“We shall not cease from exploration
And the end of all our exploring
Will be to arrive where we started
and know the place for the first time.”
-T.S. Eliot
In four lines, this stanza tells the story of Sakkie Mouton. Sakkie grew up on a wine farm about two miles from the small West Coast town of Vredendal. After a degree in viticulture and oenology from Elsenburg, he went on a five-year hemisphere hopping journey to work in cellars around the world. He jetted off to Sonoma to intern at Dry Creek, to Auckland to work at Babich, and to Oregon to get a feel for co-ops at the Carlton Winemakers Studio. After spending years furthering the stories of these famed wine regions, he was drawn back to the Cape with the burning conviction to tell the story of his home, the obscure, rural West Coast.
For Sakkie, that identity is all about what makes the West Coast “lekker.” Sakkie’s wines grow on decomposed sandstone vineyards a five-hour drive up the coast from Cape Town.

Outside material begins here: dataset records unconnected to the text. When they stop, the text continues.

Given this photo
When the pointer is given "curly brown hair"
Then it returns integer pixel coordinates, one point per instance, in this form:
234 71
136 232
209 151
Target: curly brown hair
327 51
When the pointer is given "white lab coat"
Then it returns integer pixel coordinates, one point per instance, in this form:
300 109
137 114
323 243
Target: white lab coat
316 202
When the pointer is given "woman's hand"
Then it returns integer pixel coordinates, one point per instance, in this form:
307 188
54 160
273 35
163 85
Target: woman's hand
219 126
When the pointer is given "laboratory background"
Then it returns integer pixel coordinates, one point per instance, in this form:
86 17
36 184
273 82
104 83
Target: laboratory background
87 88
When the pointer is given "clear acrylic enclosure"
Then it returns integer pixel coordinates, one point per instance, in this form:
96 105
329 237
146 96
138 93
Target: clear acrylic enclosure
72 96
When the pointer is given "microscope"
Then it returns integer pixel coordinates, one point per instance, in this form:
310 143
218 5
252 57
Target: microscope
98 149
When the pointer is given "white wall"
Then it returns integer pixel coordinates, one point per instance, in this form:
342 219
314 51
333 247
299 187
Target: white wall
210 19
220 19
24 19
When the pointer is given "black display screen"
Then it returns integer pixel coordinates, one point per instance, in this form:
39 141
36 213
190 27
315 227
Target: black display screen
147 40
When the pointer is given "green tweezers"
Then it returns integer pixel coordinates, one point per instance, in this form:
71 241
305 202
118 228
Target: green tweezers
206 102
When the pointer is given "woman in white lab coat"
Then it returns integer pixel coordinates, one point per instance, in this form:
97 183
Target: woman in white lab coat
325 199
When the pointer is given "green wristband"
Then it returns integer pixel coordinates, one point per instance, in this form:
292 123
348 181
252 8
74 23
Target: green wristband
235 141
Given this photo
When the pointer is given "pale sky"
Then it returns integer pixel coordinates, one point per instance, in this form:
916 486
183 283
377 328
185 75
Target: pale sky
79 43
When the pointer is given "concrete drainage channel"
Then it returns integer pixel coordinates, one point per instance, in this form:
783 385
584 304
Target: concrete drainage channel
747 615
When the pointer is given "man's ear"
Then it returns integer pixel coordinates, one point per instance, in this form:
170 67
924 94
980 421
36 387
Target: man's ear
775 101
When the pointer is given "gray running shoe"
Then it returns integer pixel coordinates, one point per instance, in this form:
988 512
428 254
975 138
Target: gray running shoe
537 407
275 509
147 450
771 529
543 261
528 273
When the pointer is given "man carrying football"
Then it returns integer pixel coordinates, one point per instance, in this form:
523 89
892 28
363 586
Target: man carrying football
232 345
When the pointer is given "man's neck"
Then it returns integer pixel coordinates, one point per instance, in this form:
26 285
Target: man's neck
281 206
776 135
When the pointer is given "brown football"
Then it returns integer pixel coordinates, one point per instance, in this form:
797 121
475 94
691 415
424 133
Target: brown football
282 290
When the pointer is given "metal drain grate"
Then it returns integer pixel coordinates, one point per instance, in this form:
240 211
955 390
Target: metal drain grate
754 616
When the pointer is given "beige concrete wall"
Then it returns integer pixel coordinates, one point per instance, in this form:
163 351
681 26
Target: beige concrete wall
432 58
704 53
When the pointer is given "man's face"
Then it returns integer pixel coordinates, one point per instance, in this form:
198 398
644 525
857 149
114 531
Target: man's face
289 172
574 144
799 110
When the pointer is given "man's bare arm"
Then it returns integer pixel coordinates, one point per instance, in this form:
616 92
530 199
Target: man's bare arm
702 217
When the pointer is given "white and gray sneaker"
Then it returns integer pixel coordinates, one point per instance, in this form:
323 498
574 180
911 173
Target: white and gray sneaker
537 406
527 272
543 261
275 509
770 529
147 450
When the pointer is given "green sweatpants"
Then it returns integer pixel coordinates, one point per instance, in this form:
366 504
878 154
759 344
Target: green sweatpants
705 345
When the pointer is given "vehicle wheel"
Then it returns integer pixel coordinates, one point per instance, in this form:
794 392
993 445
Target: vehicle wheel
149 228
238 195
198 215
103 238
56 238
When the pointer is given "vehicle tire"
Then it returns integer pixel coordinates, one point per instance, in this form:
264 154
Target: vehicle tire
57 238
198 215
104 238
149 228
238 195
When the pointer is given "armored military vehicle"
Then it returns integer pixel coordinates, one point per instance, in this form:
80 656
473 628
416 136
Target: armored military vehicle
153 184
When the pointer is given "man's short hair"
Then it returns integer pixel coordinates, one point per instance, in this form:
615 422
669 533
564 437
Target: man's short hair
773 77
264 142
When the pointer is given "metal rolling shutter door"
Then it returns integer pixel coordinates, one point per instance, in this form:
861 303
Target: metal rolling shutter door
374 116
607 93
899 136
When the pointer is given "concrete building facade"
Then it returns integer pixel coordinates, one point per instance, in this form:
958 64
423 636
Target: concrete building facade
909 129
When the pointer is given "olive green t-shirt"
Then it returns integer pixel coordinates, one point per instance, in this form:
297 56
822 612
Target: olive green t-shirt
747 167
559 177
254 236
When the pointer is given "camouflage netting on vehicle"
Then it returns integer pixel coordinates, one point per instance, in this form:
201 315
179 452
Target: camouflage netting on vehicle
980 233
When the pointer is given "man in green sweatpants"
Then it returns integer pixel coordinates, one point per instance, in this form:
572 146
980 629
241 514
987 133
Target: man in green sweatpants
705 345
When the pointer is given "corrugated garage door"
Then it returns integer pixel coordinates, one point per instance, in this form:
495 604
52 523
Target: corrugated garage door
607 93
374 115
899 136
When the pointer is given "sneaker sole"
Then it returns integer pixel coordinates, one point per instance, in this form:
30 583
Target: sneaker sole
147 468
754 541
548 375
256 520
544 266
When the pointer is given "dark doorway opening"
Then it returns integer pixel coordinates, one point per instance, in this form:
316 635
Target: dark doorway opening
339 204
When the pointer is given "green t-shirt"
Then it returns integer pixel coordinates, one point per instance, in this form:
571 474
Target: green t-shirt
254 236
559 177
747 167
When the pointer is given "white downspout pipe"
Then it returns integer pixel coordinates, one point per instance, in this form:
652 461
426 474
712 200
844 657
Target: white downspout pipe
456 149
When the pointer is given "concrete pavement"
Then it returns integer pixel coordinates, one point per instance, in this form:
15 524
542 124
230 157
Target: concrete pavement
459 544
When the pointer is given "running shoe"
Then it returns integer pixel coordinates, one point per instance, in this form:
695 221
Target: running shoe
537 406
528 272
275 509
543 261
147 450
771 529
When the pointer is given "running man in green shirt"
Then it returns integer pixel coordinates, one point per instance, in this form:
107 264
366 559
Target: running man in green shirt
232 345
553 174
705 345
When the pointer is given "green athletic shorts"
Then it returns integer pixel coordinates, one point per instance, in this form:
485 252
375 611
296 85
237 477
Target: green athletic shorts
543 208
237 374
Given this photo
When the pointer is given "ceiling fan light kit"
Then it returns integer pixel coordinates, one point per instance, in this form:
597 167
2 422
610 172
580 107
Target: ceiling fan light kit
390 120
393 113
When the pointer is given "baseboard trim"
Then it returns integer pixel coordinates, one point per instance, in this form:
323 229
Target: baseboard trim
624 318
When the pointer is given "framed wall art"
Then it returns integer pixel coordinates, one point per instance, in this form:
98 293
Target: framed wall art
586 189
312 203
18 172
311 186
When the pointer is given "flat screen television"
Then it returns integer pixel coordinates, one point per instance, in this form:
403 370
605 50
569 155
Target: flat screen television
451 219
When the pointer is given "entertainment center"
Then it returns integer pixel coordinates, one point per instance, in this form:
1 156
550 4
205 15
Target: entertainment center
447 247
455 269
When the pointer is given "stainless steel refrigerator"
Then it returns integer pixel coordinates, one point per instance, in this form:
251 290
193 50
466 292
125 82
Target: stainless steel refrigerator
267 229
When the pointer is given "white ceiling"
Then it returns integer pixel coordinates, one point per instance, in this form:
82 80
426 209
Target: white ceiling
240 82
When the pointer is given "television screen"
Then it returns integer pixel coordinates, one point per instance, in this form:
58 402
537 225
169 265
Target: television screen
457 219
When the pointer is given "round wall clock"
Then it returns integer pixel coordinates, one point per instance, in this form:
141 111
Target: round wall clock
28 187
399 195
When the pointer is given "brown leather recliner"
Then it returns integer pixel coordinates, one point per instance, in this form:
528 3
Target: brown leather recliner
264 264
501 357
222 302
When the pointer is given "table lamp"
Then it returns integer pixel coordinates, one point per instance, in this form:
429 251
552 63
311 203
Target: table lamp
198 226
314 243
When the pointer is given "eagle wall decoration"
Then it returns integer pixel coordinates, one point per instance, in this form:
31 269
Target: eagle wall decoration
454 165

This is a largely unknown land on the South African wine map; it’s a rugged, maritime terroir with stalwart vines and fierce, cool coastal winds that moderate the warm temperature. “In Koekenaap,” writes Greg Sherwood, MW, “the people are as hardy as the vines, but both are equally generous and expressive when handled correctly.”
Sakkie’s wines seem to ride along a cool Atlantic wave; low pHs are set against a broad, saline frame. The winemaking is straightforward – native yeast, a mix of stainless steel and old oak, no fining or filtering. The only addition is sulfur, which is a tool he wields intelligently. Sakkie’s “why” is telling the story of his home through wine, and it’s one that he is accomplishing with a mastery rarely seen so young. He’s without a doubt one of the Cape’s brightest rising stars.